CANTON, Ohio (AP) — The Timken Co. said Thursday its third-quarter net income fell 27 percent, hurt by an industrywide slowdown in demand in Asia and Europe.
The Canton Ohio-based maker of transmissions and bearings cut its full year earnings and revenue outlook because of lower demand.
"As the quarter unfolded, the fragile global economy and declining market sector demand began to impact our business," CEO James Griffith said.
Still, Griffith said Timken maintained double-digit operating margins and predicted a rebound in 2013. Shares of Timken rose 6 percent.
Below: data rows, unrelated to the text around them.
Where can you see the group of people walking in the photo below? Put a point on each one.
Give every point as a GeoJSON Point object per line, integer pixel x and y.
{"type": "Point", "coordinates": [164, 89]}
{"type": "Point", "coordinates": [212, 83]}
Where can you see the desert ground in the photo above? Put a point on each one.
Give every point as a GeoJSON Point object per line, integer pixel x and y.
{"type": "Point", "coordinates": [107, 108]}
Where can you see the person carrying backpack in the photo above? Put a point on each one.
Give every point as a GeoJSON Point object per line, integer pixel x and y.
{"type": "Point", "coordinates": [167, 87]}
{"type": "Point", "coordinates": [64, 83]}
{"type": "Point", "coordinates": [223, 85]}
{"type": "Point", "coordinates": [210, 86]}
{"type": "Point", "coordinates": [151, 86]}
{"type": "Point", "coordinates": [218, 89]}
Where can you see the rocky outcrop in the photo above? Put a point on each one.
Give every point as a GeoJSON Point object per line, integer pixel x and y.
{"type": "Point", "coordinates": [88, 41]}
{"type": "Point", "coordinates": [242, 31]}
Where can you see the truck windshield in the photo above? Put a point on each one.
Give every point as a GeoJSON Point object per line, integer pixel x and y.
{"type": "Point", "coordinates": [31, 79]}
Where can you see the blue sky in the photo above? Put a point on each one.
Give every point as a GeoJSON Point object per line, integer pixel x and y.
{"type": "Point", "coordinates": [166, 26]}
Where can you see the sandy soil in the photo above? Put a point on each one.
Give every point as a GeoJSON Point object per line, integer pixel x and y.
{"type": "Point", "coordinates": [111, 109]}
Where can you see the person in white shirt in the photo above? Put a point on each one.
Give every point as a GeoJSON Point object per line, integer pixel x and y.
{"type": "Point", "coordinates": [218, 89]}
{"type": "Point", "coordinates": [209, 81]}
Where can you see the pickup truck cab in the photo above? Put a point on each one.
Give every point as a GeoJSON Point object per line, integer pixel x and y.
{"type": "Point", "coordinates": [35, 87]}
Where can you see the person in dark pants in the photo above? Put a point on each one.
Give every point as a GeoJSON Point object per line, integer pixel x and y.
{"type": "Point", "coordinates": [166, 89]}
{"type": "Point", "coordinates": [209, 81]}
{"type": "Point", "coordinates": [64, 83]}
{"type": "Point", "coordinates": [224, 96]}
The company said the industries that it makes products for have become more cautious. But Griffith added that Timken had the right plan in place to offset weak demand, cutting production until demand increases.
"We are making appropriate adjustments, including curtailing production schedules and carefully managing cash and expenses," Griffith said.
And Timken executives pointed out the company's gross margin — the amount of each dollar in revenue a company actually keeps — rose slightly to 26.2 percent. Griffith predicted demand would return in 2013.
"We expect to see a rebound in demand in 2013 that, coupled with our ongoing efforts to reduce fixed costs and increase operating efficiency, should position us to deliver both sales and earnings comparable to our results in 2012," Griffith said in a call with investors.